Apriel 5B Instruct The Apriel model family offers high efficiency across diverse tasks through a multi-stage training process that includes continual pretraining, supervised finetuning, and alignment techniques.

Hermes 3 Llama 3.1 405B FP8 Hermes 3 is a generalist finetune of the Llama-3.1 70B foundation model, including advanced agentic capabilities, much better roleplaying, reasoning, multi-turn conversation, long context coherence, and improvements across the board.

Llama 3.3 70B The Llama 3.3 instruction tuned text only model is optimized for multilingual dialogue use cases and outperforms many of the available open source and closed chat models on common industry benchmarks.

Llama 4 Maverick 17B Meta's most intelligent multimodal open-source model in its class. Features 17B active parameters with 128 experts (400B total), beating GPT-4o and Gemini 2.0 Flash on coding, reasoning, and image understanding benchmarks. First Llama model with native multimodality and mixture-of-experts architecture.

Llama 4 Scout 17B Meta's efficient multimodal model with industry-leading 10M token context window. Features 17B active parameters with 16 experts (109B total), optimized for long-context tasks like multi-document analysis, extensive codebase reasoning, and personalized AI experiences.
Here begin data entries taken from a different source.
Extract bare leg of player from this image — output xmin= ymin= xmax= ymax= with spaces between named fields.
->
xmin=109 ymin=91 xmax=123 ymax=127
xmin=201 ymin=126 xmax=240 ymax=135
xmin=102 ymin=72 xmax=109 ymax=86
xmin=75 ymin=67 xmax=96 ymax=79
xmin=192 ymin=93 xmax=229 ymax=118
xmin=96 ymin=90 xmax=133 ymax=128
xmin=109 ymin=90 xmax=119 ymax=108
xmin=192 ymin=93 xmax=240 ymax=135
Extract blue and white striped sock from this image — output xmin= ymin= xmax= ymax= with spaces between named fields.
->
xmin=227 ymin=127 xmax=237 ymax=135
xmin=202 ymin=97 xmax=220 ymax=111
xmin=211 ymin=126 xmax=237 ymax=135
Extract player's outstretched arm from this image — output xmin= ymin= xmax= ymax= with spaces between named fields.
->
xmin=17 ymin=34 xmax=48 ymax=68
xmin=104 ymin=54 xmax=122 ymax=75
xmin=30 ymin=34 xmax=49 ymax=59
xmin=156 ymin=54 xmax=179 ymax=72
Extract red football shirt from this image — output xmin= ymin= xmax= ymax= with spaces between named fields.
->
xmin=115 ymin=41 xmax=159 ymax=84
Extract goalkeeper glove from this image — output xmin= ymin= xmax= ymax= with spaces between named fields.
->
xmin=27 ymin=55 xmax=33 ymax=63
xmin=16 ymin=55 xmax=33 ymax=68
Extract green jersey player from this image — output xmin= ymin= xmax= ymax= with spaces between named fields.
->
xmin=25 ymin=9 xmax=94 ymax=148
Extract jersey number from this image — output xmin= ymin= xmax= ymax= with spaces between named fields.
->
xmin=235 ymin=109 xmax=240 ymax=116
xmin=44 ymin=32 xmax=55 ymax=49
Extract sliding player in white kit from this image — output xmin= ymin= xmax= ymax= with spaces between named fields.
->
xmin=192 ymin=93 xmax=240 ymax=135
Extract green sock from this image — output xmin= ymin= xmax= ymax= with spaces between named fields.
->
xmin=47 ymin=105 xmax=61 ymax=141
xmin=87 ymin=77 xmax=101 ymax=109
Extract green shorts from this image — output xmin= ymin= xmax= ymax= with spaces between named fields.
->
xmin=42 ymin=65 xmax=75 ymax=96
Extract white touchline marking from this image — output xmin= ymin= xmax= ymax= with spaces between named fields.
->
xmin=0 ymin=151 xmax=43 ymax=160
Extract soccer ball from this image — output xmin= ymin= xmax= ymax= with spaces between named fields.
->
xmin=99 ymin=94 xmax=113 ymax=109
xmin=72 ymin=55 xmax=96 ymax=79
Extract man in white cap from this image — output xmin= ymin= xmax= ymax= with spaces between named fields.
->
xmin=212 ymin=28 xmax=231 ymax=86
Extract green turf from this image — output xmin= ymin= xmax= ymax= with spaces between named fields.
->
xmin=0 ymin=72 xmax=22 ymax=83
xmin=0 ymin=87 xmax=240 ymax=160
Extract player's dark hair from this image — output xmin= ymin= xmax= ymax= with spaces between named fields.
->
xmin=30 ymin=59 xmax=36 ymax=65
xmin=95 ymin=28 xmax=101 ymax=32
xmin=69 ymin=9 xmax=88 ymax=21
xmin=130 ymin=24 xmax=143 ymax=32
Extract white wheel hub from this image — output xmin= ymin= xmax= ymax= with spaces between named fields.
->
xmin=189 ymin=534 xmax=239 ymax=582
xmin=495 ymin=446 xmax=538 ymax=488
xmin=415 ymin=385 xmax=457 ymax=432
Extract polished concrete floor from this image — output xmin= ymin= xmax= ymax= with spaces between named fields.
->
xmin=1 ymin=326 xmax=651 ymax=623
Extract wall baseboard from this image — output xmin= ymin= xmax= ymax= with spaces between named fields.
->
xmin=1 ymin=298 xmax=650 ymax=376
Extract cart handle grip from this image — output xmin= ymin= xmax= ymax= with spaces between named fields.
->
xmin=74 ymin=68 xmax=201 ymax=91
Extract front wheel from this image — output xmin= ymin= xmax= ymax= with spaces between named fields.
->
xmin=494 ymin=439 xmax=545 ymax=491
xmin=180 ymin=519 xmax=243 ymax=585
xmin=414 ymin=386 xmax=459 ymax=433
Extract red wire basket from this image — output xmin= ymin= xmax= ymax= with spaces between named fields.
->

Qwen3-32B-FP8 Qwen3-32B-FP8 is part of Alibaba's latest generation of hybrid reasoning models featuring seamless switching between thinking and non-thinking modes. With 32.8B parameters and FP8 quantization, it offers superior reasoning capabilities for mathematics, coding, and logical tasks while maintaining cost efficiency. The model supports 119 languages and dialects with MCP support for advanced agent workflows.